数年前、光明会・眞生同盟・相模原光明学園・為先会など弁栄聖者を讃仰する各団体が一つになり、「弁栄上人讃仰会」が結成され、令和元年聖者百回忌を迎えます。5月には相模原光明学園で百回忌法要、東京両国回向院では為先会が遺墨展を、10月には眞生同盟が増上寺で念仏フェスティバル、京都では光明会の勢至堂別時念仏会が勤まり、そしていよいよ正当日を迎え、当寺でも為先会の若き僧侶を中心に7日間(有志は10日間)の報恩別時念仏会を勤修致しました。

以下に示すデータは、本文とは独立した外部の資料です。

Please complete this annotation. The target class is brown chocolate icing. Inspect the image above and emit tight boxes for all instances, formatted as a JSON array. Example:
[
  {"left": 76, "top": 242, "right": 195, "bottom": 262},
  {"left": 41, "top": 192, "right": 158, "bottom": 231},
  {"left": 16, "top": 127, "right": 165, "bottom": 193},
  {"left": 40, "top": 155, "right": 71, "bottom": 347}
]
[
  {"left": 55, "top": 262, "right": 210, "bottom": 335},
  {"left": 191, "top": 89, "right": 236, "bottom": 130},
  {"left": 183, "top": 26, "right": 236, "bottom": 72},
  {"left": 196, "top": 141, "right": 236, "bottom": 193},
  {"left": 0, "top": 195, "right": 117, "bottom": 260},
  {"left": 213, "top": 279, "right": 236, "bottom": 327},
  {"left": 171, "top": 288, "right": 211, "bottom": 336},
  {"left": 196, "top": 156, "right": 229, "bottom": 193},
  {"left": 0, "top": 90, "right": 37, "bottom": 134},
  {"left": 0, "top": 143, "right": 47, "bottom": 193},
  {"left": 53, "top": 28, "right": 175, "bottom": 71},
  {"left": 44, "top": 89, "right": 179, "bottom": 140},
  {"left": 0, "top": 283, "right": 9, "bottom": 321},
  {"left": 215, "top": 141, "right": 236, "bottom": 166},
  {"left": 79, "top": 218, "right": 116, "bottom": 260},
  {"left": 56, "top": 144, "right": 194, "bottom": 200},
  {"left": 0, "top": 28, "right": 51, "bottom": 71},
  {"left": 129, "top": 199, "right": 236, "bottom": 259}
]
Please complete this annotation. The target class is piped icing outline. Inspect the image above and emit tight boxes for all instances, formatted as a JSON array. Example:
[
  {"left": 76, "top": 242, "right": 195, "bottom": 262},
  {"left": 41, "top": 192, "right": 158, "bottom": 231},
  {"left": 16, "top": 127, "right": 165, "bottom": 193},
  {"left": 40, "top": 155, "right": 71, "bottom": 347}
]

為先会の別時念仏会は毎年1週間各地で開催されているのですが、忍澂上人の念仏三昧八誓を基にしており、念仏以外無言の如法別時会です。法然上人八百回忌別時会以来、必ず法然上人を御導師に迎え勤められていましたが、今回は弁栄聖者百回忌の為、聖者を御導師に迎えてのお別時となりました。それが大変ありがたく、百回忌を機に、そのまま聖者に御導師として鎮座頂く事を祈念し、法城寺開山の原点に還って住持の職を聖者の御聖霊(みたま)に返上し、令和2年より聖者の活きた御指導に身を委ねるようになりました。

聖者開山の寺院・お堂は全て聖者の三昧仏を本尊(御前立を含める)としているのに倣い、先ず、複製ではありますが、聖者の阿弥陀如来三昧仏軸(写真)を御前立として正面に掲げました。

此の三昧仏は、平成26年聖者95回忌の年の事でありましたが、聖者の遺墨調査で新川の閑楽寺へ伺った際、法城寺で修行され、後に閑楽寺住職になられた貞月尼が、昭和11年聖者の17回忌に光明会で市販された複製三昧仏軸を購入、御自坊の念仏会で大事に使用されていた御軸です。遺弟である現住職が「是非法城寺で此の三昧仏を使って下さい、貞月尼もその方が喜ばれますから」と譲渡して下さったものです。突然の御申出に一度は辞退致しましたが、これは聖者と貞月尼が法城寺で使うようお与え下さったのだと受取らせて頂き、弁栄庵の新しい本尊として祀らせて頂くようになりました。また、百回忌法要に合わせて作った『新訳礼拝儀法城寺版』を、全てのお勤めで拝誦しながら、聖者御指導の下に、霊性を育まれています。